Of course, the downside to this is the IRS doesn't pay interest. It just holds on to your tax money all year, then it gives it back to you dollar for dollar if you don't end up owing as much as you had withheld. A savings account paying even minimal interest can be a better option if you're disciplined enough to save something every pay period.
Set Aside Savings Periodically
The secret to making a savings account grow is to make identical deposits at the same time every month. You can arrange for a certain amount of your paycheck to be directly deposited into your savings account, or you can transfer a set amount from your checking account to your savings account every pay period.
You'll have saved $5,200, plus interest earned, at the end of 12 months if you're paid every two weeks and save $200 from every paycheck.
Borrow From Your Parents
It's not unusual to ask your parents for money to help you buy a home. Federal tax law lets each parent give you a certain amount as a gift without tax consequences—$15,000 per person per year as of 2020. Your parents could give you twice that, or $60,000, if you're married—$30,000 to you ($15,000 from each parent) and $30,000 to your spouse—without incurring a gift tax bill.
This gift tax exemption increases periodically to keep up with inflation.

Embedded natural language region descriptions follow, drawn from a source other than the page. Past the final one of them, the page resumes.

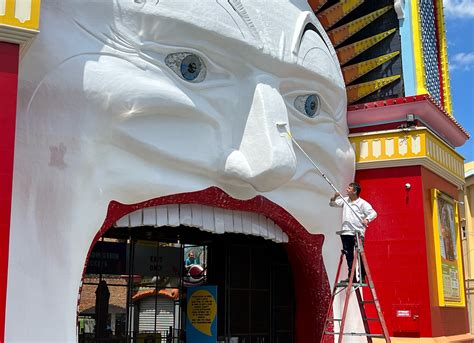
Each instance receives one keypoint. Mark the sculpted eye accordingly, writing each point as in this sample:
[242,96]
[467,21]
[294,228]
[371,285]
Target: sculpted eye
[187,66]
[309,105]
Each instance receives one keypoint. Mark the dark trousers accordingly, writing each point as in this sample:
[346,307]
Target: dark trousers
[348,245]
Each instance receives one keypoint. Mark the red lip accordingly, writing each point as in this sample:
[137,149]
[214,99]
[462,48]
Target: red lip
[312,292]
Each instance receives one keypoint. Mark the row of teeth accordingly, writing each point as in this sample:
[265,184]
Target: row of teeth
[206,218]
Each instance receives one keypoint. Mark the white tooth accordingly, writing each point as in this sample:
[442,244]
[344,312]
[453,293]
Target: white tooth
[255,224]
[228,221]
[219,220]
[263,226]
[173,215]
[271,229]
[196,213]
[136,218]
[237,221]
[185,216]
[247,222]
[149,216]
[278,234]
[123,222]
[162,215]
[208,219]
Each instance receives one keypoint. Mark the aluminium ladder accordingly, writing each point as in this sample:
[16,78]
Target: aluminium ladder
[339,286]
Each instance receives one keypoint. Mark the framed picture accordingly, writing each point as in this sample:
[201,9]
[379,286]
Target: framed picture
[448,256]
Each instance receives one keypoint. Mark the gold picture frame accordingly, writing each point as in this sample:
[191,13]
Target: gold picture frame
[447,242]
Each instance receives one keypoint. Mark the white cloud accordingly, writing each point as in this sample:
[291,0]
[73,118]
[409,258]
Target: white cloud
[459,8]
[462,61]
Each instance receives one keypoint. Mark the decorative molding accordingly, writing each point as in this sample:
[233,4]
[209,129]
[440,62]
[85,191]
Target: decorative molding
[361,90]
[348,52]
[333,14]
[399,6]
[343,32]
[19,22]
[395,110]
[397,148]
[23,37]
[354,71]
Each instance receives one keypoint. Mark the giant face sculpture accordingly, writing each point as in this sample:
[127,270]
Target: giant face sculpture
[142,101]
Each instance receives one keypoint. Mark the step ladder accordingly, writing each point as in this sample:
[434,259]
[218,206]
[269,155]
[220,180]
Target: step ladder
[355,287]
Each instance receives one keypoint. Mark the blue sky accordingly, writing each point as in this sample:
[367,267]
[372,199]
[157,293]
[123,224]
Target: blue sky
[459,16]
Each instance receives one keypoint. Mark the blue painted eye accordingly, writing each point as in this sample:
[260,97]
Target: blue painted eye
[187,66]
[309,105]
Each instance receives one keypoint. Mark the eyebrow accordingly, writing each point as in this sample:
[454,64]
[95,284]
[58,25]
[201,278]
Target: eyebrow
[305,23]
[311,27]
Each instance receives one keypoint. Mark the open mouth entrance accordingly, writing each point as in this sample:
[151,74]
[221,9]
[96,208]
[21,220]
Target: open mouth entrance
[294,303]
[137,283]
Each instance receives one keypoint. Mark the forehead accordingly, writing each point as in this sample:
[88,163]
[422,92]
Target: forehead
[272,28]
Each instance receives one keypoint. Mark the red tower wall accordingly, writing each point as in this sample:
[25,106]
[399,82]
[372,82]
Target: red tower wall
[9,56]
[400,252]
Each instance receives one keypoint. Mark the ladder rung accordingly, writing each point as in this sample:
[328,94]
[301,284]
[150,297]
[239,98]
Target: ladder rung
[374,335]
[345,284]
[367,302]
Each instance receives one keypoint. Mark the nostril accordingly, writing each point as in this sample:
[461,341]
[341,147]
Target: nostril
[264,158]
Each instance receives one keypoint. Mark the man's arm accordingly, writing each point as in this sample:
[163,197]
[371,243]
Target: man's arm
[336,201]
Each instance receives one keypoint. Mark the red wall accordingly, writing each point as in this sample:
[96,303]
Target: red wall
[8,92]
[396,249]
[400,254]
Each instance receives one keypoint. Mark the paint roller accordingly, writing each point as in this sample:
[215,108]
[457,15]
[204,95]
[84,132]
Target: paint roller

You'll have to be able to prove that the money is indeed a gift, however, and that you're not expected to repay it at any point in time, particularly if you're hoping to qualify for an FHA loan. HUD has strict rules for exactly who can and cannot gift you money. Relatives and friends are acceptable sources—as long as they don't expect repayment.
Ask the Seller for the Money
You'd be surprised at what some sellers will do if you're willing to pay their asking price. Some will give you the down payment as a credit, pay your closing costs, or both. You won't know unless you ask. That's more money you can dedicate to your down payment if the seller agrees to give you a credit for closing costs, freeing up those funds for use elsewhere.
Check with your lender before asking for assistance from the seller because some have strict requirements as to how much of a credit you can receive.
Look Into Government Programs
You might qualify for a VA loan backed by the U.S. Department of Veterans Affairs if you've served your country in the Armed Forces.
The government also runs several down payment assistance programs for first-time home buyers. HUD won't give grants and assistance to individuals, but it does fund local governments and some non-profit organizations.
You might also check with your county to see whether it offers special programs to encourage homeownership in certain neighborhoods or for other reasons.
For example, New Jersey has a program that offers $10,000 to qualified homebuyers who purchase within the state. It's a no-interest, forgivable second loan with no monthly payment and the balance doesn't come due for five years.
Consider 100% Financing
You might qualify for a 100% loan if you have excellent credit and your community offers special first-time home buyer programs. That could be a single mortgage backed by mortgage insurance, or you might qualify for a "silent" second mortgage that comes due when you sell.
Talk to your mortgage broker to see which programs might be available for you.
Tap Your Retirement Funds
Certain retirement accounts will let you borrow from them to buy a home. Check with your accountant for current regulations. Some will let you take out the principal balance without a penalty.
You can't tap into an IRA, but you can usually borrow from your 401(k) subject to certain rules. Individual plans can limit the amount you can borrow, and the money will become taxable if you default on the loan.
Frequently Asked Questions (FAQs)
What is the average down payment for a house?
According to a 2020 survey by the National Association of Realtors, the average down payment for a home in the U.S. is 12%. Broken down further, it's 6% for first-time home buyers and 16% for repeat buyers.
When do I have to have my down payment for a house?
Your down payment, along with any closing costs you're paying out of pocket, will be due at the time of closing. Any earnest money you paid when you made your offer will be applied toward your down balance owed.